Monday, January 2, 2012

Passages from the Tragedies

Cry aloud without fear the victory of Zeus,
You will not have failed the truth:
Zeus, who guided men to think,
Who has laid it down that wisdom
Comes alone through suffering.
Still there drips in sleep against the heart
Grief of memory; against
Our pleasure we are temperate.
From the gods who sit in grandeur
Grace comes somehow violent.

-from Agamemnon, by Aeschylus

The god of war, money changer of dead bodies,
Held the balance of his spear in the fighting,
And from the corpse-fires at Ilium
Sent to their dearest the dust
Heavy and bitter with tears shed
Packing smooth the urns with
Ashes that once were men.
They praise them through their tears, how this man
Knew well the craft of battle, how another
Went down splendid in the slaughter:
And all for some strange woman.
Thus they mutter in secrecy,
And the slow anger creeps below their grief
At Atreus’ sons and their quarrels.
There by the walls of Ilium
The young men in their beauty keep
Graves deep in the alien soil
They hated and they conquered.

-from Agamemnon, by Aeschylus

Numberless wonders
terrible wonders walk the world but none the match for man--
that great wonder crossing the heaving gray sea,
driven on by the blasts of winter
on through breakers crashing left and right,
holds his steady course
and the oldest of the gods he wears away--
the Earth, the immortal, the inexhaustible--
as his powers go back and forth, year in, year out
with the breed of stallions turning up the furrows.
And the blithe, lightheaded race of birds he snares,
the tribes of savage beasts, the life that swarms the depths--
with one fling of his nets ;
woven and coiled tight, he takes them all,
man the skilled, the brilliant!
He conquers all, taming with his techniques
the prey that roams the cliffs and wild lairs,
training the stallion, clamping the yoke across
his shaggy neck, and the tireless mountain bull.
And speech and thought, quick as the wind
and the mood and mind for law that rules the city--
all these he has taught himself
and shelter from the arrows of the frost
when there's rough lodging under the cold clear sky
I and the shafts of lashing rain--
ready, resourceful man!
Never without resources
never an impasse as he marches on the future--
only Death, from Death alone he will find no rescue
but from desperate plagues he has plotted his escapes
Man the master, ingenious past all measure
Past all dreams, the skills within his grasp—
He forges on, now to destruction
Now again to greatness. When he weaves in
The laws of the land, and the justice of the gods
That binds his oaths together
He and his city rise high—
But the city casts out
That man who weds himself to inhumanity
Thanks to reckless daring. Never share my hearth
Never think my thoughts, whoever does such things.

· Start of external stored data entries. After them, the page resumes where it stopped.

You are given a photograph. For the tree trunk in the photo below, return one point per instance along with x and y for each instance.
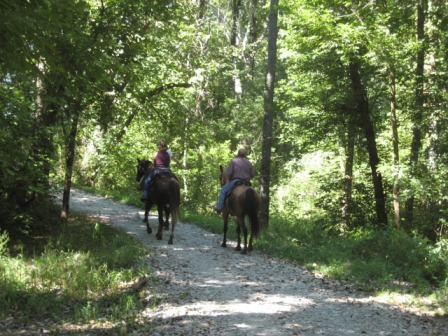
(268, 114)
(42, 148)
(366, 125)
(348, 173)
(69, 161)
(416, 143)
(395, 143)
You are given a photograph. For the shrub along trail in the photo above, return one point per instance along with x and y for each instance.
(208, 290)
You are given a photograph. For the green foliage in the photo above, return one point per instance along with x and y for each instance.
(85, 269)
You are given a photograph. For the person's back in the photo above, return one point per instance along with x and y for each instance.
(239, 169)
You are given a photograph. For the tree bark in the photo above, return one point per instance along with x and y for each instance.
(366, 125)
(395, 143)
(269, 111)
(348, 173)
(416, 143)
(69, 161)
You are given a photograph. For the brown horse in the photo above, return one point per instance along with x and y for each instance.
(164, 192)
(243, 201)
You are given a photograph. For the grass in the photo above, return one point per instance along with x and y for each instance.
(84, 273)
(391, 264)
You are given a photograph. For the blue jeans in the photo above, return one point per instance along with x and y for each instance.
(223, 192)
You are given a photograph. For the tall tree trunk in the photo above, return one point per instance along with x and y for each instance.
(395, 143)
(269, 111)
(416, 143)
(366, 124)
(70, 160)
(236, 5)
(348, 173)
(42, 148)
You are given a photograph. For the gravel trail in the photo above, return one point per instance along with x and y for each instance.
(209, 290)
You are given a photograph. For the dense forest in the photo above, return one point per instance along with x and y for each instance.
(340, 104)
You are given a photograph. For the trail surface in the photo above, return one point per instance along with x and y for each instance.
(208, 290)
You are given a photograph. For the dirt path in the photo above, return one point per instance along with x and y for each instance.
(209, 290)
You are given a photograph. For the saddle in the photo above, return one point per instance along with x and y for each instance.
(239, 183)
(162, 172)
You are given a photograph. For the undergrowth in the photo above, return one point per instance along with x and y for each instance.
(390, 261)
(82, 273)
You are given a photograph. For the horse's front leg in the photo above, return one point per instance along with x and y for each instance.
(145, 220)
(167, 218)
(244, 228)
(226, 223)
(238, 233)
(160, 228)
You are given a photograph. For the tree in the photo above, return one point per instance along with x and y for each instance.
(269, 111)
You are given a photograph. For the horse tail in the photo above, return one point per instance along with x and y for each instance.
(251, 210)
(174, 201)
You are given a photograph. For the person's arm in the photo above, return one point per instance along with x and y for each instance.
(229, 170)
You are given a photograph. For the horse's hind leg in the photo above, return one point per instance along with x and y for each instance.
(244, 228)
(170, 241)
(167, 218)
(238, 233)
(145, 220)
(226, 225)
(159, 234)
(250, 247)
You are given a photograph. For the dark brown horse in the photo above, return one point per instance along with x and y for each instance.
(243, 201)
(143, 168)
(164, 192)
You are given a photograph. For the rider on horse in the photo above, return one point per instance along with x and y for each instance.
(162, 161)
(239, 170)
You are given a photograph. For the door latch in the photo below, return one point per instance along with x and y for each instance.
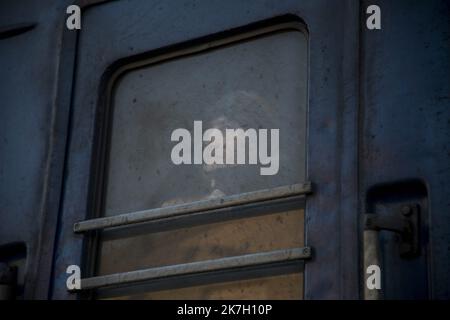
(404, 220)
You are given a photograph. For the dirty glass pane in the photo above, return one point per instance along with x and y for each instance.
(259, 83)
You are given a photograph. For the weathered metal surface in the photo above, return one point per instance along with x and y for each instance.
(197, 267)
(404, 136)
(198, 206)
(378, 112)
(329, 91)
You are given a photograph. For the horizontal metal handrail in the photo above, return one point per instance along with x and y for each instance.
(247, 260)
(197, 206)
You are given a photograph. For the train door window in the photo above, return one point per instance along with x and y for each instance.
(256, 81)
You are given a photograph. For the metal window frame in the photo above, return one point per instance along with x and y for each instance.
(333, 91)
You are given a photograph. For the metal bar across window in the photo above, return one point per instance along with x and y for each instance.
(248, 260)
(193, 207)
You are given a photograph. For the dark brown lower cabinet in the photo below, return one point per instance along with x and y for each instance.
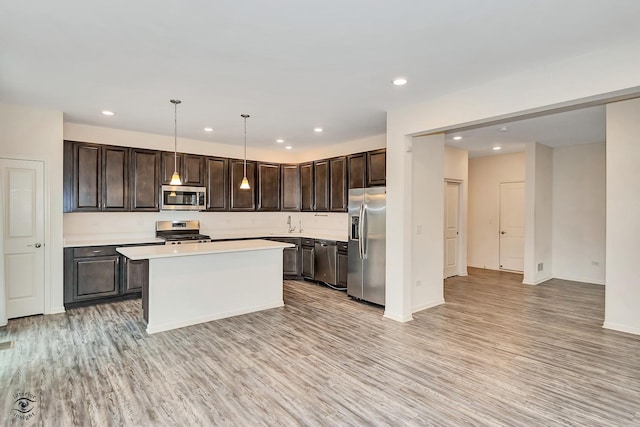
(291, 257)
(342, 264)
(308, 258)
(95, 274)
(91, 273)
(136, 274)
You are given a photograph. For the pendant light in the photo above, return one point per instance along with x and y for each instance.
(245, 182)
(175, 178)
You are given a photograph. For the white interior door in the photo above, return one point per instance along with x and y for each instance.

-from Antigone, by Sophocles

Blest, they are truly blest who all their lives
Have never tasted devastation. For others, once
The gods have rocked a house to its foundations
The ruin will never cease, cresting on and on
From one generation on throughout the race—
Like a great mounting tide
Driven on by savage northern gales,
Surging over the dead black depths
Roiling up from the bottom dark heaves of sand
And the headlands, taking the storm’s onslaught full-force,
Roar, and the low moaning
Echoes on and on…

-from Antigone, by Sophocles

Wisdom is by far the greatest part of joy,
And reverence toward the gods must be safeguarded.
The mighty words of the proud are paid in full
With mighty blows of fate, and at long last
Those blows will teach us wisdom.

-from Antigone, by Sophocles

The proverb runs “There is one thing alone
That stands the brunt of life throughout its course,
A quiet conscience,”…a just a quiet conscience
Whoever can attain it.
Time holds a mirror, as for a young girl,
And sometimes as occasion falls, he shows is
The ugly rogues of the world. I would not wish
That I should be seen among them.

-from Hippolytus, by Euripides

Love distills desire upon the eyes,
Love brings bewitching grace into the heart
Of those he would destroy.
I pray that love may never come to me
With murderous intent,
In rhythms measureless and wild.
Not fire nor stars have stronger bolts
Than those of Aphrodite sent
By the hand of Eros, Zeus’s child.

-from Hippolytus, by Euripides

The care of God for us is a great thing,
If a man believe it at heart:
It plucks the burden of sorrow from him.
So I have a secret hope
Of someone, a God, who is wise and plans;
But my hopes grow dim when I see
The deeds of men and their destinies.